Here, Plaintiffs' legal position would be compromised in a civil action if Plaintiffs were convicted of theft by check. See Nicholas, 565 F.3d at 910. This is true because Defendants may seek to use these criminal convictions in a successive civil action as either a sword in prosecuting their civil claims initiated by Plaintiffs or as a shield to defend themselves in a civil matter against Plaintiffs. See Wolfson, 623 F.2d at 1077.

In addition, Plaintiffs would necessarily be required to bear the expense of defending the criminal allegations. See Nicholas, 565 F.3d at 910. Therefore, the Court also concludes that Defendants' invocation of the judicial process has prejudiced Plaintiffs in this respect.

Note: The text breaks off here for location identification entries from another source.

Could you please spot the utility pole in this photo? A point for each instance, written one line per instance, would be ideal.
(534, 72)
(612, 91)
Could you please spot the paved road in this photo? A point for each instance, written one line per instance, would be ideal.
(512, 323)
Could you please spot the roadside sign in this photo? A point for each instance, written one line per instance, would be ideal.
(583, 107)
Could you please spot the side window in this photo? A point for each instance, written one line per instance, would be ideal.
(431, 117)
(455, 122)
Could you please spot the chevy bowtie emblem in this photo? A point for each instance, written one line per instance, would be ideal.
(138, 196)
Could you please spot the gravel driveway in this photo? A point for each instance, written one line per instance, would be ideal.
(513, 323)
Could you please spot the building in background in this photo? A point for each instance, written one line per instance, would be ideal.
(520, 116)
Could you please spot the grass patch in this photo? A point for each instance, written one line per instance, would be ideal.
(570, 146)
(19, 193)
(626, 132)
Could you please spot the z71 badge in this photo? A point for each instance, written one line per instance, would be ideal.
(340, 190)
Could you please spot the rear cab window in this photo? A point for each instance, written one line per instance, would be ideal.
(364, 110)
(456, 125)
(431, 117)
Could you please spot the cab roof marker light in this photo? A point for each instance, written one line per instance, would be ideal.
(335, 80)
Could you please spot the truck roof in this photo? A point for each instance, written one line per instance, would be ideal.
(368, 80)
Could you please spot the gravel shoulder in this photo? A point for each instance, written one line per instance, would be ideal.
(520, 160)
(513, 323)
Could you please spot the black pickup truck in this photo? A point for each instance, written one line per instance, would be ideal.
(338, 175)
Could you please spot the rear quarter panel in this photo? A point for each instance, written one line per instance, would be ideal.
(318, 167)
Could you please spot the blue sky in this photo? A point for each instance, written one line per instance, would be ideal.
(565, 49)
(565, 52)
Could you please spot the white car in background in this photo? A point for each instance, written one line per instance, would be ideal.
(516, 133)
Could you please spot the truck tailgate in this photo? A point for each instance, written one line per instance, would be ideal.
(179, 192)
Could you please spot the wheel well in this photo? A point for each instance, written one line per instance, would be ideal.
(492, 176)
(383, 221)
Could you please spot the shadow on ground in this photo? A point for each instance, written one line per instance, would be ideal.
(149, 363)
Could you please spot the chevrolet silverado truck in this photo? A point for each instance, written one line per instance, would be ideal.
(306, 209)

Because Defendants have invoked the judicial process and its use will prejudice Plaintiffs, the Court finds that Defendants have waived their right to invoke the Agreement's Arbitration Provision.

C. Motion to Compel Discovery

Plaintiffs seek to obtain pre-arbitration discovery from Defendants in an effort to challenge the arbitrability of the instant action. See Pls.' Mot. to Compel Disc. 2. Given that the Court has found an arbitration waiver, the Court will deny Plaintiffs' Motion to Compel Discovery as moot.

IV. CONCLUSION

Accordingly, IT IS ORDERED that Defendants PLS Financial Services, Inc. and PLS Loan Store of Texas, Inc.'s "Motion to Dismiss Proceedings and to Compel Kristy Pond to Arbitration" (ECF No. 18) is DENIED.

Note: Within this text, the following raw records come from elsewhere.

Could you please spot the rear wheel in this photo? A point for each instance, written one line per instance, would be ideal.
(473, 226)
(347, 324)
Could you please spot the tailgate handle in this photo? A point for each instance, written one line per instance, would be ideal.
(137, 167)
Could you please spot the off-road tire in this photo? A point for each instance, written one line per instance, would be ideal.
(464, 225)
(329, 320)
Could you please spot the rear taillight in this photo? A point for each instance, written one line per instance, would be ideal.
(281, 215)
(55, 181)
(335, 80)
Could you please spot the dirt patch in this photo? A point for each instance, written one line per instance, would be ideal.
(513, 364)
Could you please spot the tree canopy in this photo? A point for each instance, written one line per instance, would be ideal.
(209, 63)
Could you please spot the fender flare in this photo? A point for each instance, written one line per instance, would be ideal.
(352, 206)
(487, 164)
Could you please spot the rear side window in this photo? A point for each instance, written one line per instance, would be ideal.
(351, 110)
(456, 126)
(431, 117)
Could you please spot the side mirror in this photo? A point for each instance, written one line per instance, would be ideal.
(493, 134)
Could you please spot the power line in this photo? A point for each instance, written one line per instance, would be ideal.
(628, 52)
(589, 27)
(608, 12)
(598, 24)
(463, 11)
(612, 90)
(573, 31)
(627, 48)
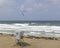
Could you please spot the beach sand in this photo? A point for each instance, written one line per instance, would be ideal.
(8, 41)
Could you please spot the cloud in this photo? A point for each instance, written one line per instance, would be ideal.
(33, 6)
(6, 6)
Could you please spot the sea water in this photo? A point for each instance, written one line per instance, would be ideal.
(31, 27)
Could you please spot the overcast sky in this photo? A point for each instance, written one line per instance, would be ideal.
(29, 9)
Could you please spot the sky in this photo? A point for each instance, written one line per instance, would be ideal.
(30, 10)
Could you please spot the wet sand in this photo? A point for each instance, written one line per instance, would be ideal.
(7, 41)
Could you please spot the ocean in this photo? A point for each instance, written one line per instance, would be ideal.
(51, 28)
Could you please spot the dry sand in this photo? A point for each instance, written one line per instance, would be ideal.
(7, 41)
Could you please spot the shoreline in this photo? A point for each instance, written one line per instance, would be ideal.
(8, 41)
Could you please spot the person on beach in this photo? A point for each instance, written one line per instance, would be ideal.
(19, 36)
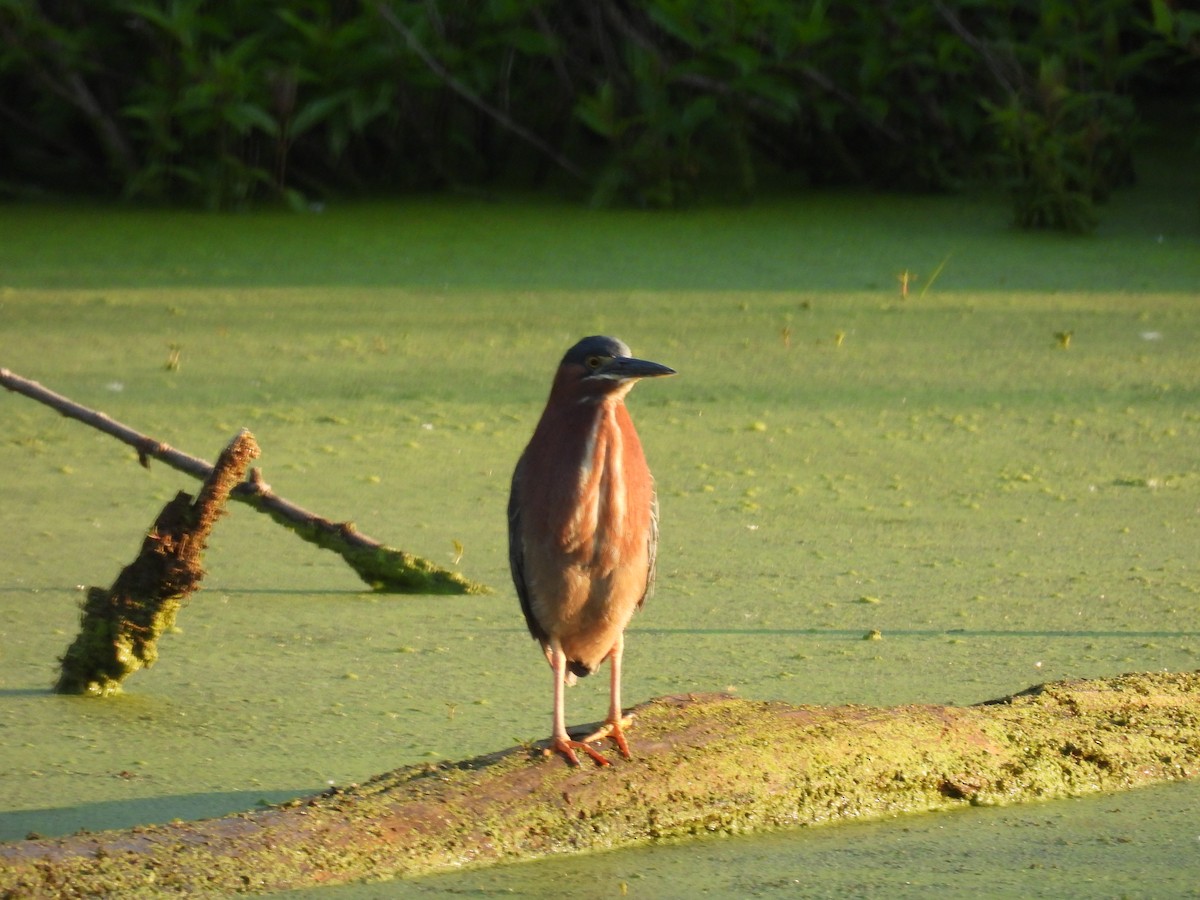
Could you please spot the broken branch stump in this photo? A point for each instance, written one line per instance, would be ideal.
(120, 627)
(385, 569)
(702, 765)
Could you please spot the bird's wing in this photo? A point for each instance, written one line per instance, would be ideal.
(652, 549)
(516, 556)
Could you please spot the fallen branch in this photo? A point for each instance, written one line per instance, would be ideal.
(702, 765)
(383, 568)
(120, 627)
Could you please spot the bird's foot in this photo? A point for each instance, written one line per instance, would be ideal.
(567, 748)
(613, 729)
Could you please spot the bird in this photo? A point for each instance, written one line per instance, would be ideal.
(583, 527)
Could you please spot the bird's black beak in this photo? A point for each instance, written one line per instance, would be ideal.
(623, 369)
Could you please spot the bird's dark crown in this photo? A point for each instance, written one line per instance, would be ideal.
(597, 346)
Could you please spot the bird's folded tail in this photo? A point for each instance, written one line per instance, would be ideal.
(576, 670)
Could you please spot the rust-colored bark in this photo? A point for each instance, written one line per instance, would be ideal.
(701, 765)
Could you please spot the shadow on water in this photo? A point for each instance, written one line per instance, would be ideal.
(126, 814)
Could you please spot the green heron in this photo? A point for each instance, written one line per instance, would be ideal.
(583, 526)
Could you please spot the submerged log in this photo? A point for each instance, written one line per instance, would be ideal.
(120, 627)
(384, 569)
(702, 765)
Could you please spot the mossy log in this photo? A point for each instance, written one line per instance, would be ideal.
(384, 569)
(120, 627)
(702, 765)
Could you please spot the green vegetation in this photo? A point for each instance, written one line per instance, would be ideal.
(1020, 510)
(652, 103)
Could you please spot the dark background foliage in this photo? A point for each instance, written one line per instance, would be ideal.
(652, 102)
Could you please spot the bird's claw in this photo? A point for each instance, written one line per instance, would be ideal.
(615, 730)
(567, 748)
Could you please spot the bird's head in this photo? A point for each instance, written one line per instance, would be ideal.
(599, 366)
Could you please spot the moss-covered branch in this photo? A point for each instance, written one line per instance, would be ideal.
(701, 765)
(383, 568)
(120, 627)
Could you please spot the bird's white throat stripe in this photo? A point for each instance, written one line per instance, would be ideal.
(601, 477)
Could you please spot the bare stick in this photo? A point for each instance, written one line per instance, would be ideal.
(383, 568)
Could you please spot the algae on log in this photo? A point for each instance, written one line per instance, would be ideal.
(383, 568)
(702, 765)
(120, 627)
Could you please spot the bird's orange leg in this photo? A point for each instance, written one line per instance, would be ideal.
(616, 724)
(561, 741)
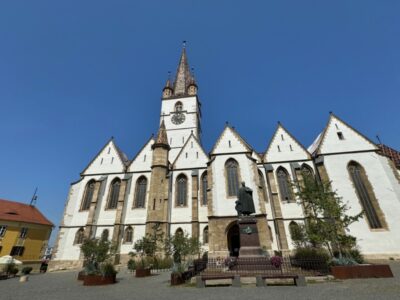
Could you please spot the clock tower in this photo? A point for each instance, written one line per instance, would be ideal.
(180, 107)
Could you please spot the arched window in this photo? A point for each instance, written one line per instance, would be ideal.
(104, 235)
(79, 236)
(205, 235)
(284, 184)
(128, 235)
(140, 192)
(204, 186)
(114, 194)
(88, 195)
(270, 233)
(366, 195)
(178, 106)
(181, 190)
(261, 184)
(232, 175)
(179, 231)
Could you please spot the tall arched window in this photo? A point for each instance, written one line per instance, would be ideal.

IT IS FURTHER ORDERED that Defendants PLS Financial Services, Inc. and PLS Loan Store of Texas, Inc.'s "Motion to Dismiss and to Compel Lucinda Vine to Arbitration" (ECF No. 19) is DENIED.
IT IS FURTHER ORDERED that Plaintiffs' "Motion to Compel Discovery" (ECF No. 20) is DENIED as MOOT.

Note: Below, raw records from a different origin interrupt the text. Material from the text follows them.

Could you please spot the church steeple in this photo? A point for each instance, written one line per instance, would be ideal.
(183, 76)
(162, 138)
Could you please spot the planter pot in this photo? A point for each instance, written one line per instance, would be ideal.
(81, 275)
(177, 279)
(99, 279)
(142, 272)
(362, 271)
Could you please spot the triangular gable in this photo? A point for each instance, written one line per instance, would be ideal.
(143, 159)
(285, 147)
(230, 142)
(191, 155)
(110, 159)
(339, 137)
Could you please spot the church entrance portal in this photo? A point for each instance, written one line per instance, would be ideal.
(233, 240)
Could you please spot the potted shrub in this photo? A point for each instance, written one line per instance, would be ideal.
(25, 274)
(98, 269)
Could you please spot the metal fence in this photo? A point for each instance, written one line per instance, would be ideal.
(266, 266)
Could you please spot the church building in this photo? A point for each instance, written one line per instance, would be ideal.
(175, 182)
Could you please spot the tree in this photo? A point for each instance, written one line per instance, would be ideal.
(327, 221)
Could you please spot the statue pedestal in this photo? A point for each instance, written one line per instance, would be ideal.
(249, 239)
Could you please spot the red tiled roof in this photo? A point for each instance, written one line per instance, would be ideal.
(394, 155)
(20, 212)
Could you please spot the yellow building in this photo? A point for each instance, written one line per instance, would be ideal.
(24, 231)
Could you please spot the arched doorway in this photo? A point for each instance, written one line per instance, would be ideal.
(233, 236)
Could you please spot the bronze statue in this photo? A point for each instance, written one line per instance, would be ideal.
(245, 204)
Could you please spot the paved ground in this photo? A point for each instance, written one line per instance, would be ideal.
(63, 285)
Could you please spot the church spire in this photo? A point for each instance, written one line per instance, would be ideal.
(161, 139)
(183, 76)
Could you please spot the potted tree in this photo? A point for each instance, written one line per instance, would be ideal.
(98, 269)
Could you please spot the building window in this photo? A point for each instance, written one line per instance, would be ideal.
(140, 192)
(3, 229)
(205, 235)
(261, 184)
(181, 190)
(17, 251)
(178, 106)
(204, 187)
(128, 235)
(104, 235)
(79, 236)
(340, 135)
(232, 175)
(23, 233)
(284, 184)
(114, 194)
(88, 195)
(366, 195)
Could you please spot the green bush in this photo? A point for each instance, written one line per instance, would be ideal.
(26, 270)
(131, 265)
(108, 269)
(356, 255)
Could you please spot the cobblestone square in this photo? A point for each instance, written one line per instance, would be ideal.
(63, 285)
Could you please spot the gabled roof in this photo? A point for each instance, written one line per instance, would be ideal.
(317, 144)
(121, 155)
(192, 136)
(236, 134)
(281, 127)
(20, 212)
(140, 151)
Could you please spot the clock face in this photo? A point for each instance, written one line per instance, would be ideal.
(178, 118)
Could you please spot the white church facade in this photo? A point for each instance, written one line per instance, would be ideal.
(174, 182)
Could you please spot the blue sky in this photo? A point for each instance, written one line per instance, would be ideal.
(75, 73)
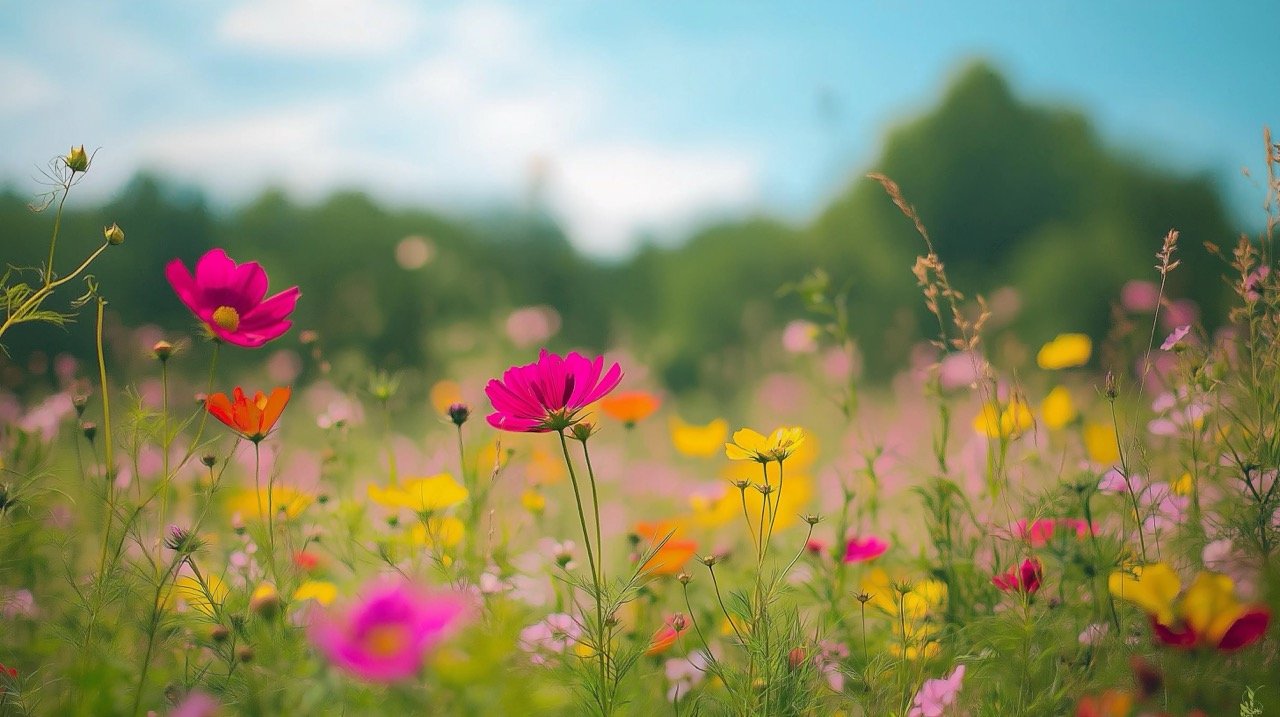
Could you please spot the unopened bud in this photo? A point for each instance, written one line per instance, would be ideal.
(77, 159)
(113, 234)
(458, 414)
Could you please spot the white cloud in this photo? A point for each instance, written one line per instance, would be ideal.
(320, 27)
(23, 87)
(609, 192)
(490, 108)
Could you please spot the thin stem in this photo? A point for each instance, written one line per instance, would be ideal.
(595, 576)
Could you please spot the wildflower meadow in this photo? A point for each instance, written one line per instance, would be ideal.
(1087, 526)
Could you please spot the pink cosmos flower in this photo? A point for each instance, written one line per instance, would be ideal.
(385, 635)
(862, 549)
(549, 393)
(936, 695)
(228, 297)
(1023, 579)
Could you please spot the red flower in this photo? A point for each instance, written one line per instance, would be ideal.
(1024, 579)
(251, 418)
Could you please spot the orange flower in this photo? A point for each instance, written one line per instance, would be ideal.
(630, 406)
(251, 418)
(666, 635)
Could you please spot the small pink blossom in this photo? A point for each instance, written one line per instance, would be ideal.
(862, 549)
(385, 635)
(936, 695)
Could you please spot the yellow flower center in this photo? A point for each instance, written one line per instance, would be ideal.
(227, 318)
(385, 640)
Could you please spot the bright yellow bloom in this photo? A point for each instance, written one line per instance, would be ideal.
(287, 502)
(1100, 443)
(699, 441)
(1152, 588)
(1059, 409)
(1183, 485)
(533, 501)
(438, 533)
(319, 590)
(443, 394)
(750, 446)
(420, 494)
(1004, 421)
(1065, 351)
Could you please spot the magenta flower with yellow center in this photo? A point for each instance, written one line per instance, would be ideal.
(549, 393)
(385, 635)
(231, 298)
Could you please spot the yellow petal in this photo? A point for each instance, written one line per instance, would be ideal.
(434, 493)
(319, 590)
(1210, 604)
(699, 441)
(1059, 409)
(1065, 351)
(1100, 443)
(1152, 588)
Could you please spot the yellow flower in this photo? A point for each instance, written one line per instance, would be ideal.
(1004, 421)
(750, 446)
(287, 502)
(1183, 485)
(699, 441)
(420, 494)
(791, 501)
(443, 394)
(1152, 588)
(1059, 409)
(1210, 606)
(438, 533)
(533, 501)
(1064, 352)
(319, 590)
(1100, 443)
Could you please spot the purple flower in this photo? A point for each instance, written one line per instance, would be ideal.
(385, 635)
(231, 298)
(936, 695)
(549, 393)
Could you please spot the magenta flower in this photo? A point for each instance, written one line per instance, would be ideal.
(387, 634)
(228, 297)
(1023, 579)
(862, 549)
(936, 695)
(549, 393)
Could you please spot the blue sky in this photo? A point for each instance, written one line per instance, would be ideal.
(630, 118)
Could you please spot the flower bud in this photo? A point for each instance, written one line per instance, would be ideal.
(113, 234)
(77, 160)
(458, 414)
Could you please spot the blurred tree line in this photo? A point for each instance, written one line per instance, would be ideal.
(1014, 195)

[1] Plaintiffs bring this suit on behalf of themselves and for all others similarly situated.
[2] In considering Defendants' Motions, the Court accepts Plaintiffs' facts as true. See Suburban Leisure Ctr., Inc. v. AMF Bowling Prods., Inc., 468 F.3d 523, 525 (8th Cir. 2006) (stating that a motion to compel arbitration is generally treated as a motion to dismiss for failure to state a claim upon which relief can be granted); Palcko v. Airborne Express, Inc., 372 F.3d 588, 597 (3d Cir. 2004) (noting the same).
[3] Defendants do not describe the relationship between Defendants PLS Financial Services, Inc. and PLS Loan Store of Texas, Inc.
[4] Defendants attach a blank Agreement to the Vine MTD. See Vine MTD Ex. Al.
[5] The Court need not rule on the issue of whether Plaintiff Vine as a purported nonsignatory, and those similarly situated, signed the Arbitration Provision because the Court finds that Defendants waived their right to arbitrate. See infra Part III.B. Indeed, Defendants contend that Plaintiff Vine "must have signed and agreed" to the Agreement. See Vine MTD 1. Therefore, the Court will assume, arguendo, that Plaintiff Vine did sign the Agreement. See infra Part III.B.
[6] "To prevail on a malicious-prosecution claim, a plaintiff must establish the following elements: (1) the commencement of a criminal prosecution against the plaintiff; (2) causation (initiation or procurement) of the action by the defendant; (3) termination of the prosecution in the plaintiff's favor; (4) the plaintiff's innocence; (5) the absence of probable cause for the proceedings; (6) malice in filing the charge; and (7) damage to the plaintiff." Davis v. Prosperity Bank, 383 S.W.3d 795, 802 (Tex. App.-Houston [14th Dist.] 2012, no pet.) (citing Richey v. Brookshire Grocery Co., 952 S.W.2d 515, 517 (Tex. 1997)).
[7] In its Reply, Defendants argue that the "mere filing of a criminal complaint does not establish waiver of an arbitration provision." Reply 4. To support this proposition, Defendants cite a laundry-list of various published and unpublished federal district court cases and a New Jersey appellate case. See id. Yet, Defendants fail to provide any analysis or justification to convince the Court of the applicability of these cases to the instant action. Above all, none of the cases are binding on the Court nor do they compel a different result in this case.